Taken properly, however, supplemental melatonin can be an excellent way to minimize restless nights and reduce troublesome sleep problems. Here are the rules you should follow when using this supplement:
- Take the correct dose
- Observe a washout period
- Take it at the right time
- Don’t evaluate effectiveness too soon
Take the Correct Dose
The most common misstep people make when using melatonin to address problems sleeping is overuse.
Research shows that the most effective dose of melatonin is just 0.3 mg, or enough to boost the blood plasma level to that of a young adult. No more, no less. (Learn more about why people have more sleep problems as they age.) However, most melatonin products on the market are available only in doses ranging from 1 mg to 10 mg. That means virtually everyone using the supplement is flooding their brains with way too much of it.
Taking too much melatonin is not dangerous, but it does have side effects. One is that melatonin levels tend to remain elevated into daylight hours, possibly causing grogginess and a general “hung over” feeling. A worse side effect is that regularly taking melatonin in doses of 1 mg or greater can actually make your problems sleeping worse. This occurs when the receptor proteins in the brain that melatonin interacts with are consistently overwhelmed by an excess of it.
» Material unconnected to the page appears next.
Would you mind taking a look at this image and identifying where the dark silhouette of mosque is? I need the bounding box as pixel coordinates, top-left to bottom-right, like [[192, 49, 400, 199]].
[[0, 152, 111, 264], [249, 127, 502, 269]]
This causes the receptors to become progressively less responsive to the effect of melatonin, until they stop working altogether.
Observe a Washout Period
This rule applies to anyone who has been taking doses of melatonin exceeding 0.3 mg per day. Before adjusting your dosage level, you must observe a one-week washout period during which you abstain from taking any melatonin at all.
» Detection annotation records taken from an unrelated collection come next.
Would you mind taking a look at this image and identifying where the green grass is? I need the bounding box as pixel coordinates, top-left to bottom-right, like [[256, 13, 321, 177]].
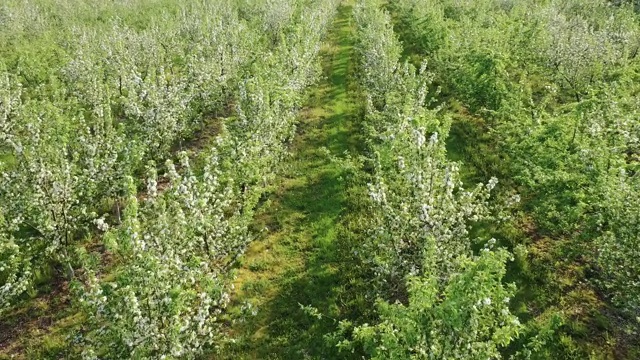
[[223, 5, 358, 359]]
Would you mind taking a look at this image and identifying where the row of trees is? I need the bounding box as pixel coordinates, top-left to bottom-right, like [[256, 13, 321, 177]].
[[0, 1, 337, 359], [328, 0, 520, 359], [391, 0, 640, 356]]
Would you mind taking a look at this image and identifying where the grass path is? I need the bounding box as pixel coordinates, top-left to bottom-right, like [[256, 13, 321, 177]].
[[225, 5, 357, 359]]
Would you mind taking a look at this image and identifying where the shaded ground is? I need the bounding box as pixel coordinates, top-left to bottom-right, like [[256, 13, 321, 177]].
[[224, 5, 357, 359]]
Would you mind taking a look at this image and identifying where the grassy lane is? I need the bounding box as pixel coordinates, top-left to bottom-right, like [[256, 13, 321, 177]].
[[220, 5, 357, 359]]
The purpose of a washout period is to allow the receptors in your brain—which may have become desensitized to the higher doses—to reset themselves. (This happens naturally after all of the supplemental melatonin has been metabolized out of the body.) Once the receptors are working normally again, most people become more responsive to the lower, healthier dosage level and experience fewer problems sleeping.
If you have not previously taken melatonin as a way to solve problems sleeping, the washout rule does not apply.
Take It at the Right Time
To get to sleep and stay asleep, take supplemental melatonin 30–60 minutes before bedtime.
Give It Time to Work
Some people will have fewer problems sleeping within a day or two of taking supplemental melatonin. However, it often takes up to a week to completely reset your body clock. Therefore, be sure you take melatonin daily for 6–7 days before evaluating its effectiveness.